Zuma has never had a formal education. He, therefore, possibly has better political instincts about what works in a context of poverty that many middleclass African elites lack. He is openly polygamous, and doesn’t seem bothered by it as many of his educated colleagues in Africa are (and therefore hide their second and third wives and mistresses). Zuma knows, perhaps intuitively, that many voters do not distinguish the public finances of the state of South Africa from the private finances of its president.
This kind of Robin Hood politics was common in today’s rich countries when they were poor like us today. It is also common in India where hundreds of men facing serious criminal charges have enjoyed long and successful careers in politics – both at the national and state level. Today, criminals are so deeply embedded in India’s political life that democracy and electoral competition tends to strengthen, rather than lessen, their grip on power.
In his book, Rogue Elephant, Harnessing the Power of India’s Unruly Democracy, Simon Denyer elaborates this point well. India’s corruption, like that of America and now Zuma’s South Africa, has entrenched itself through the financing of elections. For example, in India’s 2009 elections, voters elected 162 politicians who were facing criminal charges to the nation’s 545-member parliament, almost 30% of the total. Of these, 76 were facing charges of murder, rape and what is known as ‘dacoity’, crimes ranging from kidnapping to robbery and extortion.
Even more worryingly, Denyer says, the numbers are rising: in the previous election of 2004, 128 members of parliament facing criminal charges had been elected, of whom 58 were charged with the so-called “heinous crimes.” In 2012, Denyer went to cover elections in the state of Utter Pradesh. Of the 2000 candidates contesting for elections in the state, one third were facing criminal charges and 30 were running for office from jail. The problem is not democracy per se but an uncritical embrace of its procedures without taking into consideration the objective conditions in poor nations.
Zuma’s brazen form of thuggish politics seems to be becoming normal even in developed countries. In America, President Donald Trump maintains his support base intact in spite of (and may be also because of) myriads of self-inflicted never-ending scandals involving lies and corruption. This has baffled his opponents in the elite media and the republican establishment. In the Philippines, President Rodrigo Duterte, rivals Trump and Zuma. He indulges in extra judicial killings and boasting about. He makes crass jokes about raping women. Right wing parties that are growing in support in Europe are led by such men and women.
Yet Zuma seems to have taken this too far. He is trying to find a second home outside South Africa and wrote to the ruler of Dubai asking to relocate there. So the president of this acclaimed democracy is planning to live outside his country when he leaves office in 2019. This should not be surprising since the country’s deputy president, Cyril Ramaphosa, openly said South Africa is becoming a mafia state. Zuma reacted to his critics inside ANC by warning them not to “push him too far” or else they “will see.”

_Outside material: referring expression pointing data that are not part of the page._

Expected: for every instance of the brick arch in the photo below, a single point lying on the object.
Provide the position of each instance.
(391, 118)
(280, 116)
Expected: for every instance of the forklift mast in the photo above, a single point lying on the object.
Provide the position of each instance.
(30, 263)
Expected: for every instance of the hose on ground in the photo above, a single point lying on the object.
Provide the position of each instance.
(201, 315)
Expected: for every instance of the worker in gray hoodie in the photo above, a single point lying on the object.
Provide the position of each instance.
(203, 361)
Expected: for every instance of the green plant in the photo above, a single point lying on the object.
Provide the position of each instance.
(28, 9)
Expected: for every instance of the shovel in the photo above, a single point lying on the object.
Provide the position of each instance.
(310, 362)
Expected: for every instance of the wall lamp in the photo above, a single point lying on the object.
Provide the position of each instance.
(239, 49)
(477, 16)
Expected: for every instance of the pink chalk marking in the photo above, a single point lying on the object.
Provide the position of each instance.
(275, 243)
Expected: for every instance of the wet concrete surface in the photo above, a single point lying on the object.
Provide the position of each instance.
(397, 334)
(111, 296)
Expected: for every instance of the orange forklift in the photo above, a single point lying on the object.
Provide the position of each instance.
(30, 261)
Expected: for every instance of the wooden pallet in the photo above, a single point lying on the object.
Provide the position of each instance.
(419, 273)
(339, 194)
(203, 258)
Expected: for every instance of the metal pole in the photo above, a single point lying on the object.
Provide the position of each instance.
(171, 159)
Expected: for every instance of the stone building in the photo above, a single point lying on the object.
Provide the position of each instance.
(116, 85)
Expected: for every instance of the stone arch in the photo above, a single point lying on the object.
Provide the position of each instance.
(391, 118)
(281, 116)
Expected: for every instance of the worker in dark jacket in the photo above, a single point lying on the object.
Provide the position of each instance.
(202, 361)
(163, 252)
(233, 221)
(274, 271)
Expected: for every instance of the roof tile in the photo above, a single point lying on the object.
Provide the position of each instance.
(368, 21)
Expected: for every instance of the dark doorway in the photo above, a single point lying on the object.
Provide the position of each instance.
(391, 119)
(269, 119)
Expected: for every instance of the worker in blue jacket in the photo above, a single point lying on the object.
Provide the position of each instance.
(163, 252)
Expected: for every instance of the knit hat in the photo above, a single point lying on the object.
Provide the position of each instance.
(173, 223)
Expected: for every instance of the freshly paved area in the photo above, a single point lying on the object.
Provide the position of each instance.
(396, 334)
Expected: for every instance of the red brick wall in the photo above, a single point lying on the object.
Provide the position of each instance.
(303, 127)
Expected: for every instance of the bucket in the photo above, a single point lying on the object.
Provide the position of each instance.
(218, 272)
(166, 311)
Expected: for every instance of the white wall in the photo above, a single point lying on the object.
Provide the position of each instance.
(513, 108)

Zuma’s support-base – rural voters and the urban poor – have remained solidly behind their man. This confirms my fear that democracy on Western lines tends to empower thieves and displace public-spirited politicians in poor countries. If South Africa is in trouble, it is because it embraced democracy blindly without subjecting it to the objective conditions in the country. If the South Africans want to overcome this mess, they will need to design their democracy in such a manner as to avoid it becoming a springboard for private profiteers.